Day 9 (12-7-13): Polishing, Ferruling – Attachment/ Notes on Lapping, Final Cut to Length (including Eyelets and Insert), Winding Check, Bluing

The first thing I was assigned in my last trip building was polishing the blank – 600 grit paper was used to put a nice shine on the rod and finalize the glue removal. 

Ferrule attachment included lapping the blank with sandpaper (220) to get a tight fit on the ferrule.  We lapped the blank using Jerry’s lathe (Sherline 4400) and a self-centering chuck – it’s strange how strong the cane blanks are, but we were careful not to overtighten the jaws.  The RPMs were controlled to about 120-150rpm, and starting at the end of the blank, we worked it down, little by little, checking the fit frequently.  The fit was best described as “comfortably snug” – the ferrule slid on easily but with moderate resistance.  Care was taken not to round the corners of the blank outside the ferrule tabs. 

Prior to gluing them on, Jerry scratched a single small channel on one of the flats to let the air out.  A small but crucial step. 

We glued the ferrules on using 2-ton epoxy, which had about a 20 minute cure time.  Swirl some inside the ferrule covering all the walls, dab a little on the butt end of the cane, and push it in until it seats.  The air pocket will provide some resistance, but pushing the cane firmly against something solid (a workbench, or wall) will squeeze the air bubble out.  It might take a second or few, but it will come.  Wipe the excess off, use a solvent-soaked Q tip to get rid of the rest, then using some heavy thread (we used 10lb backing) wrap the ferrule tabs down.  Stand the section ferrule-down until it cures. 

We didn’t lap the males down while I was there.  I was told to use 1000-1200 grit wet/dry paper for it.  I picked up some 1500 grit to be on the safe side since lapping is critical.  Little by little is the best way to go.  If you feel the need to hurry, put it down and come back later.

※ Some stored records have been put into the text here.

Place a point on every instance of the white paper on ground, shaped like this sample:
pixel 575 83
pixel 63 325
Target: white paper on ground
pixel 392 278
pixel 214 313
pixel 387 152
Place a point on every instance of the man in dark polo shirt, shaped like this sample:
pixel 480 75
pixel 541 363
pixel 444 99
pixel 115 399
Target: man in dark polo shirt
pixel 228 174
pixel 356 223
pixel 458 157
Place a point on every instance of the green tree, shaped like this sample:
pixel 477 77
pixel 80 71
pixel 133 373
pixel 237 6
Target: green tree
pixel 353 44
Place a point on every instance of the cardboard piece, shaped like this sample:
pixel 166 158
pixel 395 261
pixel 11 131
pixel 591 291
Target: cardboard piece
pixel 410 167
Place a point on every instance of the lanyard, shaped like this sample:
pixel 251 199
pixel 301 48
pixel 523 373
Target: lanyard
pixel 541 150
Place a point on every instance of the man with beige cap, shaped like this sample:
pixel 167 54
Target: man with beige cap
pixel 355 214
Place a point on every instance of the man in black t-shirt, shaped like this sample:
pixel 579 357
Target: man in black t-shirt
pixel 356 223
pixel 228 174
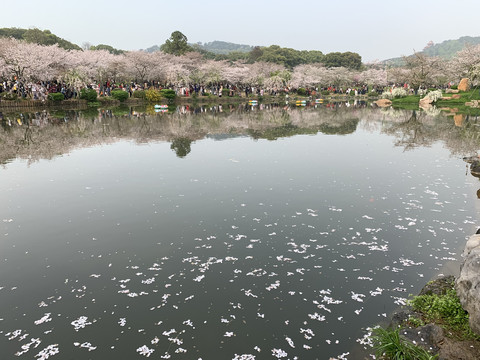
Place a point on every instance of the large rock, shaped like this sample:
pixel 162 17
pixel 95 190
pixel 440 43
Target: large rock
pixel 451 91
pixel 468 283
pixel 383 103
pixel 425 102
pixel 463 86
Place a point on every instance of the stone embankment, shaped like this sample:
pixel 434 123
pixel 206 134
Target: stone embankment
pixel 468 283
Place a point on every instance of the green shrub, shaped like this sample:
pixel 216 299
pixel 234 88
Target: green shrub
pixel 56 97
pixel 9 96
pixel 302 91
pixel 88 94
pixel 388 344
pixel 139 94
pixel 153 95
pixel 444 309
pixel 120 95
pixel 168 94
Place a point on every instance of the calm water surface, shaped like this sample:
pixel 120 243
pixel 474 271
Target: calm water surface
pixel 239 248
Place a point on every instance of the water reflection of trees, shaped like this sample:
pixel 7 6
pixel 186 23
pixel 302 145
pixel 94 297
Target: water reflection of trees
pixel 44 134
pixel 418 128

Once the ferrules were on, we did the final cut to length.  Using the marks previously made to denote the “proper” ends, we measured the depth of the tiptops and set the tip of the tube as the tip of the rod; a slight correction was made in the length of the cane to compensate for it.  Similarly the depth of the reel seat was determined and a fraction of an inch was removed from the butt of the blank to allow for the added length from the seat.  All 3 sections were exactly 45 inches long when we were done. 

Then we made a winding check and blued everything.  Bluing was easy, it was swabbing or dipping the bluing solution (caution: toxic) on the ferrules until the appropriate color was reached.  The ferrules had to be CLEAN or the solution would show where it wasn’t reaching the nickel silver substrate.  Touching up was easy with 4/0 steel wool.  I would imagine 320 grit paper would be okay too, so long as you’re gentle and don’t scratch it too badly.

I’d write down how we made the winding check but I think that’s a private matter.  Sorry!  The maker has his secrets, I won’t disclose them.

And that was it. This concludes my adventure in building a blank.  In leaving Saturday night, I was hit with a profound sadness and sense of loss that it was all over.  While driving to Cincinnati was always something I looked forward to, I realized just how much I really enjoyed my building experience.  I have GOT to put together another cane blank – it feels like this has become a part of me.